19. Johan de Witt was a Dutch Prime Minister who became so unpopular during his reign that a bunch of rioters lynched and partially ate him in 1672. They were never prosecuted.
20. ‘The Miracle of 1511’ was a festival in Brussels in which peasants built approximately 110 satirical snowmen. Some were even satirical and pornographic in nature, performing sex acts, to protest against socioeconomic inequalities between the peasants of Brussels and the ruling House of Habsburg.
21Taj Mahal Construction
Shah Jahan, who constructed the Taj Mahal, had his minions cut off the hands of the workers after the structure was completed so that he could preserve the mausoleum's blessed significance.
22. Ankhesenamun, King tut's first wife was his half-sister. But she also may have been his full sister and even at one point may have been his stepmother.
23. In the 19th century, in Siam, it was forbidden to touch a member of the royal family. When Queen Sunandha Kumariratana's boat capsized in front of many people, none of them went to help - as they were all afraid for their lives. The 19-year-old queen drowned together with her daughter.
24. In 17th century Paris, a group of apprentices, angered that they were treated worse than cats, imitated the felines screeching all night. The master ordered the noisy cats killed. The apprentices held a trial, convicted the cats of witchcraft, and hung them.

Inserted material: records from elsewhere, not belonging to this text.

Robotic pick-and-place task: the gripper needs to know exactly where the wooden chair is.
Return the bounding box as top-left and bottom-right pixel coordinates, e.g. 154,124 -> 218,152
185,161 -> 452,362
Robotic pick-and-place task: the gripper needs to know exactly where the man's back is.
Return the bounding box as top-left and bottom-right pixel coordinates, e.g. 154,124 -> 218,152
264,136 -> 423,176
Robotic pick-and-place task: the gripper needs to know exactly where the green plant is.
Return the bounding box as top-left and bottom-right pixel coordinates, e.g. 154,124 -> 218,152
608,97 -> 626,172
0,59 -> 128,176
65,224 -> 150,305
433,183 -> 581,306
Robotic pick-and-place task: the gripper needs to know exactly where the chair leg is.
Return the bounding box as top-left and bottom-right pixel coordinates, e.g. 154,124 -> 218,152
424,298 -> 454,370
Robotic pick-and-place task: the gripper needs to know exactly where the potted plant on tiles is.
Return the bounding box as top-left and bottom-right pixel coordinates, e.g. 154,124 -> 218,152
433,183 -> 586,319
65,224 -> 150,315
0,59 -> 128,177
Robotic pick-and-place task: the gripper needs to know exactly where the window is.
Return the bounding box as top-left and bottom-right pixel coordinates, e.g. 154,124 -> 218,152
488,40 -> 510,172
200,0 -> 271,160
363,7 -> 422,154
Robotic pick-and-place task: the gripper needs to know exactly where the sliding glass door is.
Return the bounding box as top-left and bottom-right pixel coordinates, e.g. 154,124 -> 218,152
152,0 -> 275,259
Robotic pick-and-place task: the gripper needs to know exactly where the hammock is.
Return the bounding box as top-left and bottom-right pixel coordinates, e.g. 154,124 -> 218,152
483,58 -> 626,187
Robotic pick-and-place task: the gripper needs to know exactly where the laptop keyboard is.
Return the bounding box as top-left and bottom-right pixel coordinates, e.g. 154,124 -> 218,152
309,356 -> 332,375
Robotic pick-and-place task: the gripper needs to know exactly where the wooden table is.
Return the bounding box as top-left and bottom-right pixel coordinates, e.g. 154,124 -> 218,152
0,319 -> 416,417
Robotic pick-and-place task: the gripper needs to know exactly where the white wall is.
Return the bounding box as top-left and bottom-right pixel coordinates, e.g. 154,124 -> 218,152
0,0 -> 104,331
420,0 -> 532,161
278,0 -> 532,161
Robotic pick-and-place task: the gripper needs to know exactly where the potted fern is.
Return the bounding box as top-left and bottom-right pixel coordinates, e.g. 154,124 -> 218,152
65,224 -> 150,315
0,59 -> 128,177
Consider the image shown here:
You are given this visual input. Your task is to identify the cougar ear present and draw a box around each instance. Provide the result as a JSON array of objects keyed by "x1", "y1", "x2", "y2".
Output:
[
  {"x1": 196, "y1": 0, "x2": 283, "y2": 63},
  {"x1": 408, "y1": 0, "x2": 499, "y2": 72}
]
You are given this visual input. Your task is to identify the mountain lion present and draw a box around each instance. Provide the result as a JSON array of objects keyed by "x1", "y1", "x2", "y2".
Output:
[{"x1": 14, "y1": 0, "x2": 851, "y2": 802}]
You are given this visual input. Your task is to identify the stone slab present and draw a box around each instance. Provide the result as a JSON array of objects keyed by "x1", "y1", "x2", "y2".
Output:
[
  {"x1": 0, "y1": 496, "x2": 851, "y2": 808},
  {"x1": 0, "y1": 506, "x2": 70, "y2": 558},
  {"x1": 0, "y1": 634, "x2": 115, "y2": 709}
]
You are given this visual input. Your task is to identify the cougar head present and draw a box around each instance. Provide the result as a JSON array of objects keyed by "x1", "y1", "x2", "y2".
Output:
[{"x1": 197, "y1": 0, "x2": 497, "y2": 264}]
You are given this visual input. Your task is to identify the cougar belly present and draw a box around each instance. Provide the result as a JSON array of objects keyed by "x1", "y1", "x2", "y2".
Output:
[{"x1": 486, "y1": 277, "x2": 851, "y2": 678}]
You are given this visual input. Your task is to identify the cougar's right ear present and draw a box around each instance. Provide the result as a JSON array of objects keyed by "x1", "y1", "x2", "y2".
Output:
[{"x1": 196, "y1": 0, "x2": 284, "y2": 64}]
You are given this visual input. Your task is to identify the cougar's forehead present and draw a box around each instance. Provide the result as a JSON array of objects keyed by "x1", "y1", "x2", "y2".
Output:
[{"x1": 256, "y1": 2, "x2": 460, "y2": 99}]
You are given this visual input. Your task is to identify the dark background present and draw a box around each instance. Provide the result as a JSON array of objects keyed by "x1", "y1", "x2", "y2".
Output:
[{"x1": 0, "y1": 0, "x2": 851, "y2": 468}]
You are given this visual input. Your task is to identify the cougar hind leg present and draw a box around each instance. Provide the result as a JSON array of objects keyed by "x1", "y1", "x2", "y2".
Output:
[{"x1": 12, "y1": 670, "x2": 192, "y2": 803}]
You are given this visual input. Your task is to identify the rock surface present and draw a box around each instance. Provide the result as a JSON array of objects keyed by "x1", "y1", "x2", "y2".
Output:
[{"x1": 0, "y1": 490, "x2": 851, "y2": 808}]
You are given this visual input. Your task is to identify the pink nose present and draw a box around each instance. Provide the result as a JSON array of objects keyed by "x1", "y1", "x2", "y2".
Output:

25. At the temple of Aphrodite in Cyprus, overlooking the legendary birthplace of Aphrodite, young virgin girls would tie a bowstring around their head and await a man to come along and throw a silver coin of any value into their lap. The man would say "I demand thee in the name of the goddess". The girl then had to have sex with the man. In this way, the girl would make her "first fruit" offering to Aphrodite.